EJNMMI Phys ; 4(1): 28, 2017 Dec 04.
Artigo em Inglês | MEDLINE | ID: mdl-29199391

RESUMO

BACKGROUND: Currently, the implementation of dosimetry in molecular radiotherapy (MRT) is not well investigated, and in view of the Council Directive (2013/59/Euratom), there is a need to understand the current availability of dosimetry-based MRT in clinical practice and research studies. The aim of this study was to assess the current practice of MRT and dosimetry across European countries. METHODS: An electronic questionnaire was distributed to European countries. This addressed 18 explicitly considered therapies, and for each therapy, a similar set of questions were included. Questions covered the number of patients and treatments during 2015, involvement of medical specialties and medical physicists, implementation of absorbed dose planning, post-therapy imaging and dosimetry, and the basis of therapy prescription. RESULTS: Responses were obtained from 26 countries and 208 hospitals, administering in total 42,853 treatments. The most common therapies were 131I-NaI for benign thyroid diseases and thyroid ablation of adults. The involvement of a medical physicist (mean over all 18 therapies) was reported to be either minority or never by 32% of the responders.

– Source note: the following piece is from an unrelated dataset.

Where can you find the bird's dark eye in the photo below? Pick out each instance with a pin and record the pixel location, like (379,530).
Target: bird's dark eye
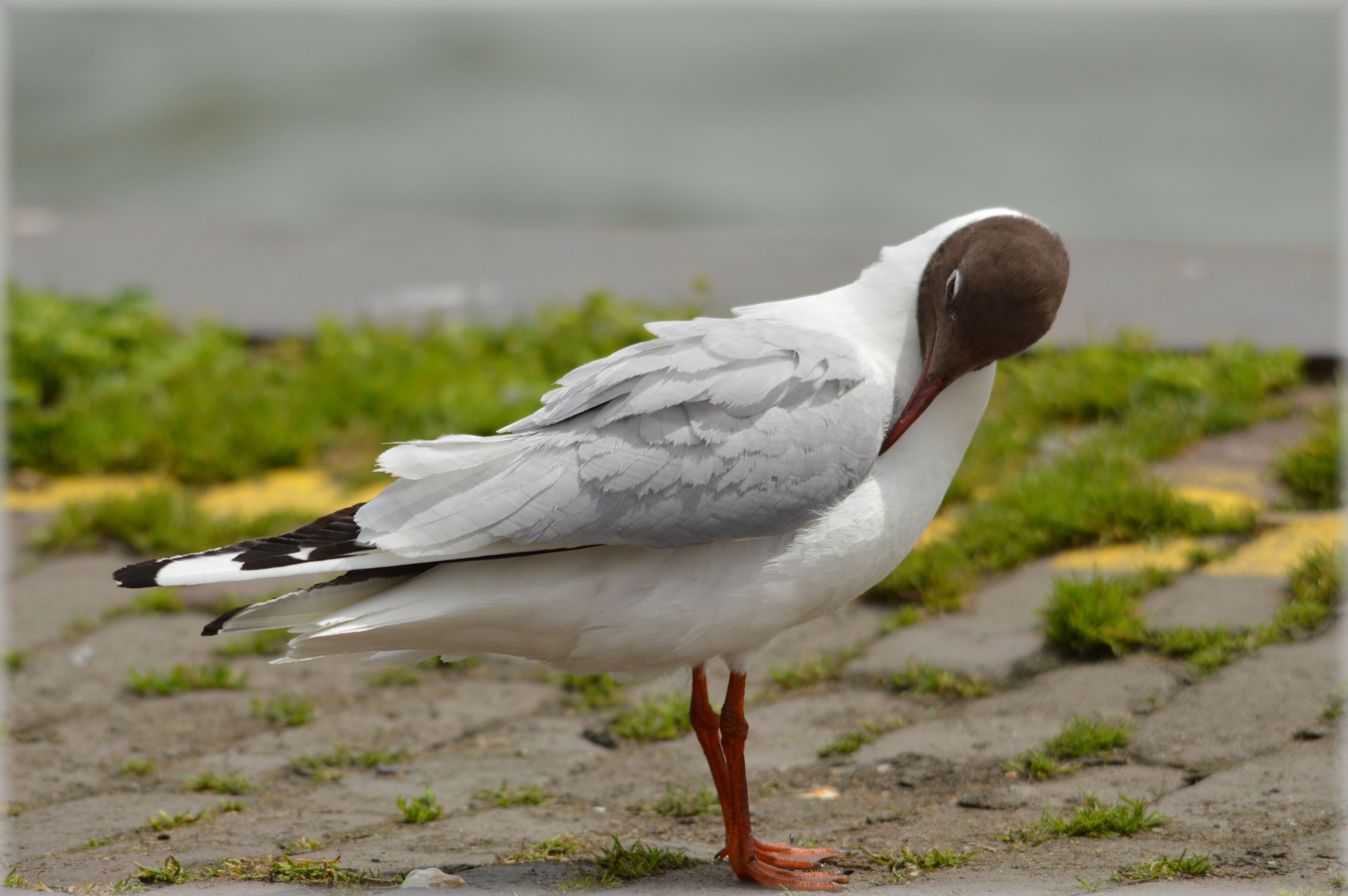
(952,289)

The percentage of responders that reported that dosimetry was included on an always/majority basis differed between the therapies and showed a median value of 36%. The highest percentages were obtained for 177Lu-PSMA therapy (100%), 90Y microspheres of glass (84%) and resin (82%), 131I-mIBG for neuroblastoma (59%), and 131I-NaI for benign thyroid diseases (54%). The majority of therapies were prescribed based on fixed-activity protocols. The highest number of absorbed-dose based prescriptions were reported for 90Y microsphere treatments in the liver (64% and 96% of responses for resin and glass, respectively), 131I-NaI treatment of benign thyroid diseases (38% of responses), and for 131I-mIBG treatment of neuroblastoma (18% of responses). CONCLUSIONS: There is a wide variation in MRT practice across Europe and for different therapies, including the extent of medical-physicist involvement and the implementation of dosimetry-guided treatments.